Now, for the part that can be a little bit more mysterious.  What about the actual "density"?  Well, in Android API 4+, our DisplayMetric (dm) has a property conveniently called "densityDpi".  This is well and good for Android 1.6 and beyond, but what about our poor Android 1.5 customers where this field didn't exist?  Fear not, we can still get this information!

There is a field called "density" which is a floating number based on the scaling factor of our pixels in comparison to a 160 DPI device.  In other words, if our device is "160 dpi", this scaling factor is 1 (160/160 = 1).
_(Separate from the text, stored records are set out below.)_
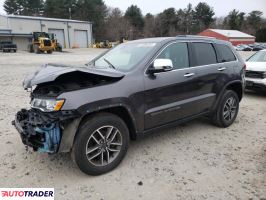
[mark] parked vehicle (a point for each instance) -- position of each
(133, 89)
(8, 46)
(256, 72)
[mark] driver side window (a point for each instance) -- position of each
(178, 53)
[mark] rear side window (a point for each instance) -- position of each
(204, 53)
(225, 53)
(178, 53)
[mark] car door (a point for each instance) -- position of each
(170, 96)
(212, 71)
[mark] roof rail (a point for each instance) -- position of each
(196, 36)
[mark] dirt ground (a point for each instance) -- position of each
(194, 161)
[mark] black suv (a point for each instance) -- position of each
(133, 89)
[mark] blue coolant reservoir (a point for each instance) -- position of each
(52, 136)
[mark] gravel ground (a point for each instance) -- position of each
(192, 161)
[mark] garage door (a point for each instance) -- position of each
(22, 43)
(59, 35)
(81, 39)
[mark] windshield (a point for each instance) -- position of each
(125, 56)
(258, 57)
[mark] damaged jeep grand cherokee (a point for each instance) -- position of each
(133, 89)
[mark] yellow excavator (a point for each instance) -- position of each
(55, 44)
(41, 43)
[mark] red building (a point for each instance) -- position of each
(233, 36)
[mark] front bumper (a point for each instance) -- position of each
(255, 84)
(42, 131)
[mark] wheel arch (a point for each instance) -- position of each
(119, 111)
(236, 86)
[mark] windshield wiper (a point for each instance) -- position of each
(110, 64)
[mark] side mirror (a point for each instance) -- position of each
(161, 65)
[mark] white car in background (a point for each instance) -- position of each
(256, 71)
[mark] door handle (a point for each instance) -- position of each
(189, 75)
(222, 69)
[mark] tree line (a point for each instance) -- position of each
(112, 24)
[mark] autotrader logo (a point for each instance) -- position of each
(27, 193)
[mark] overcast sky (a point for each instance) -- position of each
(221, 7)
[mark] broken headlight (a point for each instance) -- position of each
(47, 105)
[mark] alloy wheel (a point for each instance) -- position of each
(230, 108)
(104, 146)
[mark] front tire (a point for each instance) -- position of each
(101, 144)
(227, 109)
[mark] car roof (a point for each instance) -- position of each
(180, 37)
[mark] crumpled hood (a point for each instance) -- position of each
(256, 66)
(50, 72)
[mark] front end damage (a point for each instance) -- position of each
(49, 126)
(42, 131)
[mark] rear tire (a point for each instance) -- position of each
(101, 144)
(227, 109)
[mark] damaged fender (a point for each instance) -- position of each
(44, 131)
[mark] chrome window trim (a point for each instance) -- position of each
(209, 42)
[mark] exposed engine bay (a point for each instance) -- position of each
(42, 131)
(70, 82)
(42, 126)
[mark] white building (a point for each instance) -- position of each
(69, 33)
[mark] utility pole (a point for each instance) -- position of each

Common DPIs for Android devices are: 120, 160, 240, and 320.  Knowing this, we can now cater to Android 1.5's missing densityDpi field by making our own.
if (dm.density == 0.75)
    densityDpi = 120;
if (dm.density == 1.0)
    densityDpi = 160;
if (dm.density == 1.5)
    densityDpi = 240;
if (dm.density == 2)
    densityDpi = 320;

Normally it is NOT a good idea to do a straight floating point equality comparison check (rounding errors, precision point problems, etc), but in this case, there shouldn't be any issue.

Correction: Do not do it this way.  We recently received a problem report from a user with a 148 density, which is seemingly not standard.  I will leave this code in here for illustration and so that the reader gets an idea of catering to different hardware displays.

The following way is how you should calculate the density.

densityDpi = (int) (dm.density * 160.0f);

*Update* 4.29.2012 : Added the note about a user with a 148 density.